Crónicas

Lá ao fundo, o sol!

Sim, a vida deixa-nos marcas, umas mais profundas outras nem tanto. Passamos todos por isso

Há tempos em que parece que o mundo nos calha nas mãos e outros em que parece desaparecer sem deixar rasto. Há dias em que a noite parece não acabar e outros em que nos dá a sensação de acordarmos com o sol no corpo. Há momentos em que adormecemos juntos e nos sentimos sozinhos ou mesmo sozinhos nos sentimos ligados a alguém. Há quem nos mate por dentro e quem nos dê vida e nos faça renascer. Quem nos queime os sonhos e todos os planos e quem nos ajude a construir outros, diferentes mas nem por isso menos especiais. São as circunstâncias da vida, que nos moldam e nos fazem aprender mas nem por isso, por muito que haja quem pense assim, nos tornamos peças em segunda mão, que vão para a prateleira dos usados e percam valor ou utilidade. Todos temos um passado, todos passámos por situações mágicas e tenebrosas e não é isso seguramente que nos define. O que nos define é a forma como a cada momento juntamos as pecinhas todas e reconstruímos de forma diferente. Sem olhar para trás. Se achas que perdeste 15 anos da tua vida pensa que podias ter perdido 20 se perdeste 20 talvez sem a tua força pudesses ter perdido 30.

Sim, a vida deixa-nos marcas, umas mais profundas outras nem tanto. Passamos todos por isso. O que conta é a capacidade de voltar a sonhar, de voltar a acreditar. Quando somos mais novos achamos que uma desilusão amorosa é o fim do mundo. Tudo acaba ali. Não há mais nada. Com o passar do tempo percebemos que tudo funciona de forma diferente. Mesmo assim, quantas são as vezes em que ficamos ali, presos a qualquer coisa, na esperança de acreditar no que não volta mais? Seja no trabalho ou nas relações pessoais, é cada vez mais difícil lidar com pessoas, com os seus fantasmas e medos, com a sua bipolaridade ou a sua segunda face. Quantas vezes não pensámos em desistir, que não valia a pena, que não existiam segundas oportunidades? Não há nada mais perigoso do que ficarmos aprisionados à falta de amor próprio. De acharmos que foi só uma vez e que tudo vai melhorar.

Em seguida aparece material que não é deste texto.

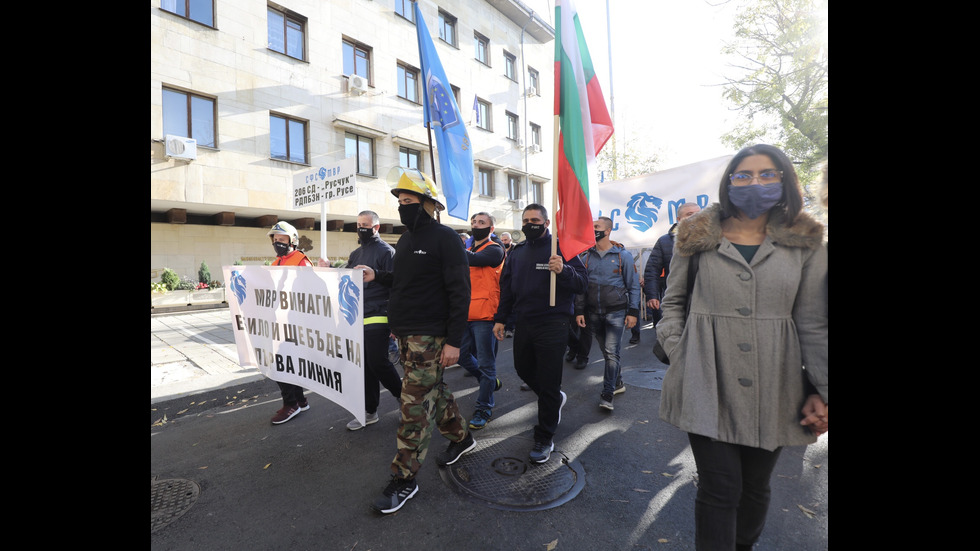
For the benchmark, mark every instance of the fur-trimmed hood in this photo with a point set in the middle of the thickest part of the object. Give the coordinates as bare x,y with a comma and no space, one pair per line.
702,232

A verdade é que lá ao fundo, depois de todas as tempestades, de um tempo que parece não acabar, de dias que parecem anos, lá bem ao fundo haverá sempre um sol.

As vezes somos o que somos, outras vez sentimos que somos ninguém. Umas vezes percorremos estradas e lagos por alguém e outras só queremos que nos deixem em paz. Muitas vezes só queríamos alguém ali, outras desejamos ardentemente que ali não esteja ninguém. Há quem se envergonhe com o tempo que perdeu e quem se orgulhe do quanto ganhou. Há quem justifique sempre os fracassos com os outros e quem arranje sempre uma razão para tentar outra vez. A magia está em percebermos que o tempo não espera por nós. Que não temos que nos resignar com o pouco, achando que não há mais nada. O fim é um novo recomeço, a nova oportunidade, o novo desafio. A beleza da vida está em encontrarmos o espaço, o nosso espaço e a felicidade. As portas que se abrem, os momentos perfeitos que se constroem, as novas pessoas que se conhecem. Não há nada mais nobre do que conseguirmos fugir do que nos afunda, dos que nos diminuem e nos desiludem. É por isso que acredito em novos recomeços, em caminhos diferentes e em novas histórias.

Cada um de nós merece lutar por ser feliz e não aceitar menos do que isso. Mesmo que tudo nos mostre o contrário. Há sempre espaço para mudar o que não nos permite ser o que gostávamos de ser. Dou muito valor a quem larga tudo para procurar alguma coisa melhor. Acredito que no meio de tanta gente que não presta há também os que valem a pena, os que nos mostram outras cores, os que fazem sentido. É isso que temos que procurar. Os que nos mandam mensagem a dizer que se lembraram de nós só porque sim. Os que nos acompanham quando tudo corre mal, os que não nos deixam sozinhos quando precisamos de alguém. É essa cumplicidade, essa empatia que fica, mesmo que a paixão desapareça. Os que encontram outras formas de amar. Vejo por aí muita gente que desistiu de viver só porque acha que não há nada lá ao fundo. Mas lá ao fundo há o sol. E o sol é tudo o que cabe nos nossos sonhos, tudo o que sempre imaginámos, o que nos fez e faz correr atrás. Às vezes é preciso errar para acertar, é preciso sofrer para viver e é preciso lutar para encontrarmos o que faz sentido. Nunca deixem de o procurar.